Wednesday, June 30, 2010

South Shore Drill Team Provides Different Avenue

While news from Chicago report of dozens of shootings on the first weekend in April 2010, a group of teenage boys gather on a basketball court in a tough South Side neighborhood called the Pocket and picked up their rifles. This was the end of an especially bloody few days in Chicago as police crime scene tape hung from the South Side to the West Side. In 26 hours 41 people had been shot, 3 dead.

And so these boys pick up their rifles and began another four-hour practice session of a unique youth group, the South Shore Drill Team and Performing Arts Ensemble. The group was designed as an alternative to gang activity, high school drop outs, and teen pregnancy. The group offers young people an opportunity to develop self-esteem, self-discipline, goals for their future, and a chance to travel. The South Shore Drill Teams repertoire includes contemporary music, jazz, hip-hop, modern dance numbers and more.

Since 1980, the drill team has been providing boys and girls, ages 9 to 21, with a highly disciplined and choreographed alternative to the street. Team members use wooden mock rifles, hip-hop music and modern dance moves in their performances, which have taken them from Morocco to Walt Disney World to the annual back-to-school Bud Billiken Parade down Chicago’s Martin Luther King Drive.

In 2009, the team performed at 130 events in nine states. This past June 5, the team marked its 30th anniversary with a night of performances at the Chicago Theater. Although many on the drill team come from struggling families and from schools where sometimes up to half the students drop out before the 12th grade, 99.5 percent of the members graduate from high school and many go on to college, said Arthur Robertson, the former Chicago public school teacher who founded the team with only four boys, two of whom were his nephews. Now, its membership has grown to about 350. The team recently participated in the 33rd annual drill team and color guard world championships —the Winter Guard International — in Dayton, Ohio, where more than 300 teams from across the United States and four other countries were entered. The South Shore team won the championship in 1992.

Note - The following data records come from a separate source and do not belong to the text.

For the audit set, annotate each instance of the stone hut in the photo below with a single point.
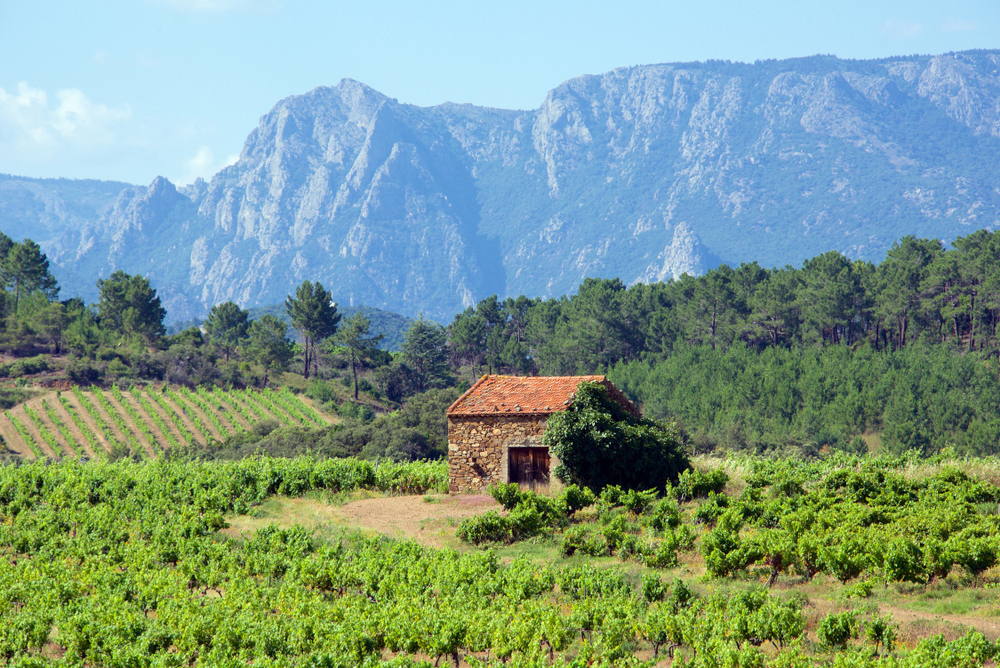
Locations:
(495, 429)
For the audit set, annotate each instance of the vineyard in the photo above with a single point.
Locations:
(97, 423)
(123, 564)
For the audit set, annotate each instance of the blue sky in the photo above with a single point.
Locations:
(132, 90)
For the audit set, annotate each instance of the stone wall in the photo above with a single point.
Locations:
(478, 447)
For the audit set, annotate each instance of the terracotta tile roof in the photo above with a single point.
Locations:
(527, 395)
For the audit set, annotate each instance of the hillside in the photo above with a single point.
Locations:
(97, 424)
(641, 173)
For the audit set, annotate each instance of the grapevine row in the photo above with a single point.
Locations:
(26, 436)
(211, 401)
(119, 422)
(46, 433)
(263, 398)
(160, 400)
(290, 401)
(179, 400)
(147, 406)
(198, 402)
(229, 398)
(92, 441)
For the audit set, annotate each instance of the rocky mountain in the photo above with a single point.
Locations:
(642, 173)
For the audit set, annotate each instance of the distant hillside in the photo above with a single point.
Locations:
(641, 173)
(393, 325)
(46, 209)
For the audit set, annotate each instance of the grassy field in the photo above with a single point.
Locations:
(950, 607)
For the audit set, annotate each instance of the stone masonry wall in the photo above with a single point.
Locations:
(478, 445)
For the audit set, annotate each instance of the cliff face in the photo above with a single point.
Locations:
(642, 173)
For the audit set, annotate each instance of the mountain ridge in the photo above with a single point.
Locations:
(644, 173)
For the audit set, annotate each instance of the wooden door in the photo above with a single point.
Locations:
(529, 467)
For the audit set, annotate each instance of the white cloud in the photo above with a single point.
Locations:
(958, 25)
(203, 164)
(902, 29)
(220, 6)
(28, 122)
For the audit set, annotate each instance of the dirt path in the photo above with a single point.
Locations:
(227, 416)
(32, 428)
(108, 420)
(227, 411)
(988, 626)
(252, 404)
(68, 449)
(432, 524)
(159, 443)
(135, 435)
(189, 408)
(90, 422)
(178, 410)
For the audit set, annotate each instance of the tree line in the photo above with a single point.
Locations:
(919, 293)
(122, 336)
(838, 353)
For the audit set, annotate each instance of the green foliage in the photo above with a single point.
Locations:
(227, 326)
(599, 443)
(129, 306)
(314, 314)
(24, 367)
(425, 351)
(837, 629)
(355, 336)
(268, 346)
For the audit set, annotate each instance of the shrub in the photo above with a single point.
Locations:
(693, 484)
(837, 629)
(653, 588)
(24, 367)
(507, 495)
(666, 514)
(574, 498)
(490, 527)
(599, 443)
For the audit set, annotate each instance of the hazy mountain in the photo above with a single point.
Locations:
(44, 209)
(642, 173)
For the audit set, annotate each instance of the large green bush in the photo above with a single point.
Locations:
(599, 443)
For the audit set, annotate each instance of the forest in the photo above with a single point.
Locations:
(836, 355)
(817, 485)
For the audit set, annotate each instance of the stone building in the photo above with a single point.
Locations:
(495, 429)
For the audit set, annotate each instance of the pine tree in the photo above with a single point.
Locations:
(425, 350)
(268, 346)
(26, 269)
(356, 337)
(314, 315)
(227, 326)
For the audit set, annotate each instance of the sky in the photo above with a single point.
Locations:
(132, 90)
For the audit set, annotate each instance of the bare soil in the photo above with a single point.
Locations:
(32, 428)
(74, 430)
(431, 522)
(180, 409)
(187, 408)
(13, 440)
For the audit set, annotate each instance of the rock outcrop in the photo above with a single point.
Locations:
(642, 173)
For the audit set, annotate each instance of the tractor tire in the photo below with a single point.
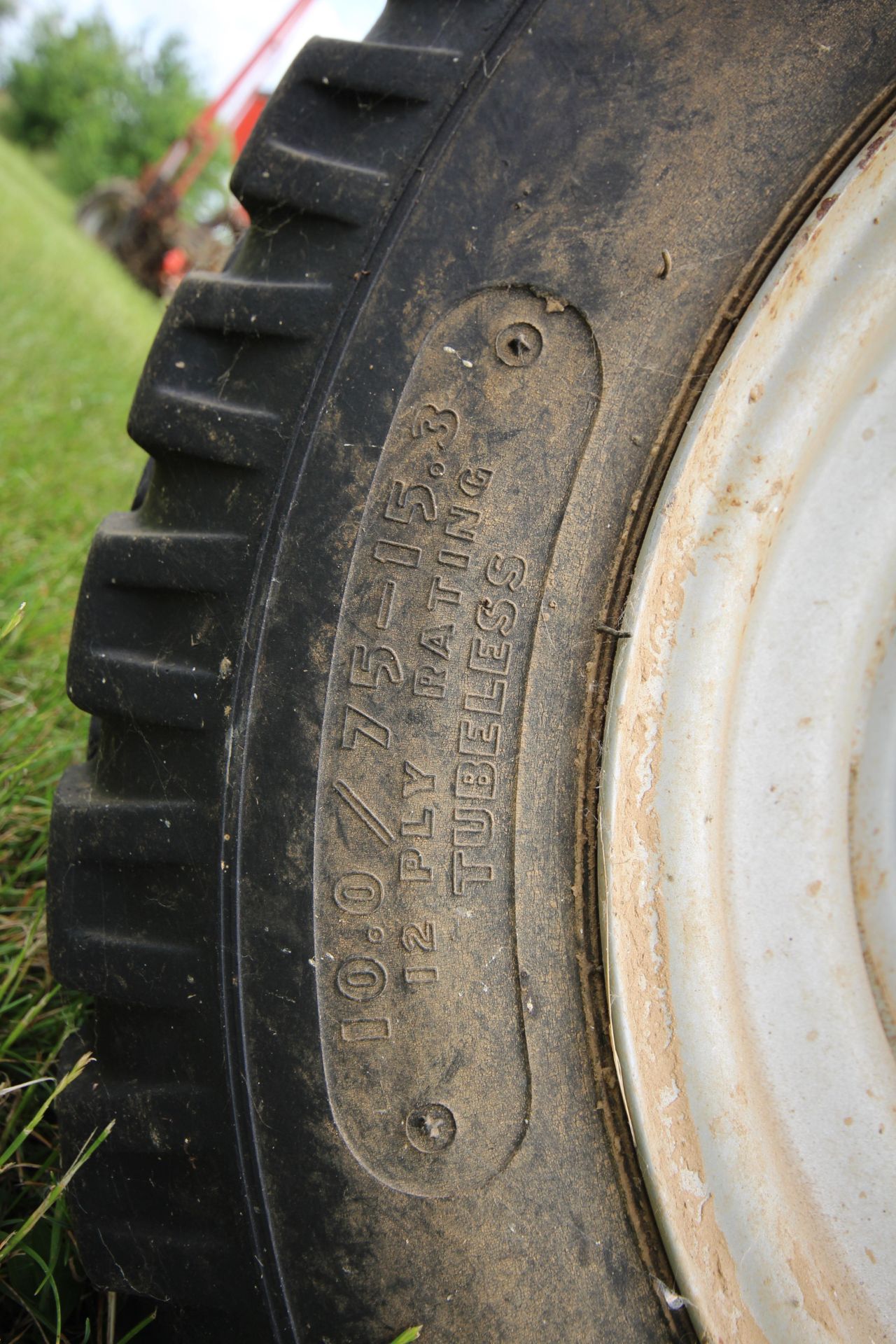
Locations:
(331, 866)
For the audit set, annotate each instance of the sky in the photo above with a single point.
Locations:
(220, 34)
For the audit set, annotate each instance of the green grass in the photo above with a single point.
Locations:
(76, 331)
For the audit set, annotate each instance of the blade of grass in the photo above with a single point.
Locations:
(14, 1240)
(48, 1278)
(35, 1120)
(141, 1326)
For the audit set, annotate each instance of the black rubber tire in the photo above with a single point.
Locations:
(618, 176)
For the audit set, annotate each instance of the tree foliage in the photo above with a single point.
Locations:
(105, 105)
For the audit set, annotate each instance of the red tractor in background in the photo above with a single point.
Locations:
(141, 223)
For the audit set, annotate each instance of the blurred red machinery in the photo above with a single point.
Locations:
(141, 220)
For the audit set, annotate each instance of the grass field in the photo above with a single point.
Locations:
(76, 332)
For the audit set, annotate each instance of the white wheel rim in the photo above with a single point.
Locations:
(748, 806)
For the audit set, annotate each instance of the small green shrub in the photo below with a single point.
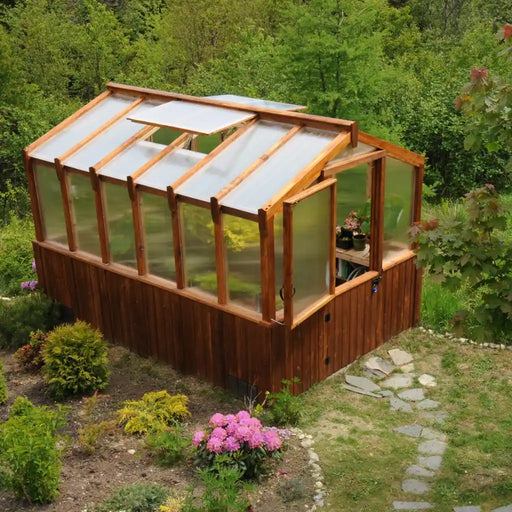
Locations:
(284, 408)
(15, 255)
(30, 356)
(135, 498)
(75, 360)
(154, 412)
(24, 314)
(3, 385)
(30, 461)
(167, 447)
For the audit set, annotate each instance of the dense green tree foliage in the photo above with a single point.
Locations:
(396, 66)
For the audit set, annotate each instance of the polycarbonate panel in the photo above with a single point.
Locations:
(158, 238)
(258, 188)
(118, 212)
(84, 212)
(81, 128)
(350, 152)
(169, 169)
(192, 117)
(50, 204)
(256, 102)
(353, 190)
(242, 239)
(235, 158)
(199, 247)
(311, 249)
(129, 160)
(398, 202)
(107, 141)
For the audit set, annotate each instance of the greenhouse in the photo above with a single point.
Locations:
(238, 239)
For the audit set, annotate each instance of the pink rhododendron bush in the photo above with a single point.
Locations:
(239, 441)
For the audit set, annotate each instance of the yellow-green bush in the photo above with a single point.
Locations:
(154, 412)
(75, 360)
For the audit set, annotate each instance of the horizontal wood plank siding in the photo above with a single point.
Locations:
(202, 340)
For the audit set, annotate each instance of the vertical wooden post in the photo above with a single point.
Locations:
(220, 253)
(100, 215)
(267, 265)
(66, 202)
(377, 214)
(137, 227)
(34, 199)
(177, 238)
(288, 262)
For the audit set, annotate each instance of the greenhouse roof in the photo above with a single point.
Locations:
(265, 152)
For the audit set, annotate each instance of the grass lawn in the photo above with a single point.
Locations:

Some parents of these boys allow them out of the house only to attend team practices and events. They want to keep them as safe as possible. The boys feel trapped in their rough neighborhoods; they can’t go outside and be regular children. Here you can be. Without groups like this, many of the boys would be headed down a path of fast-money dreams and jailhouse nightmares. Instead they now spend days learning how to twirl a mock rifle high into the air, do a back flip and catch the rifle without missing a step as they parade. For some, the drill team has saved their life.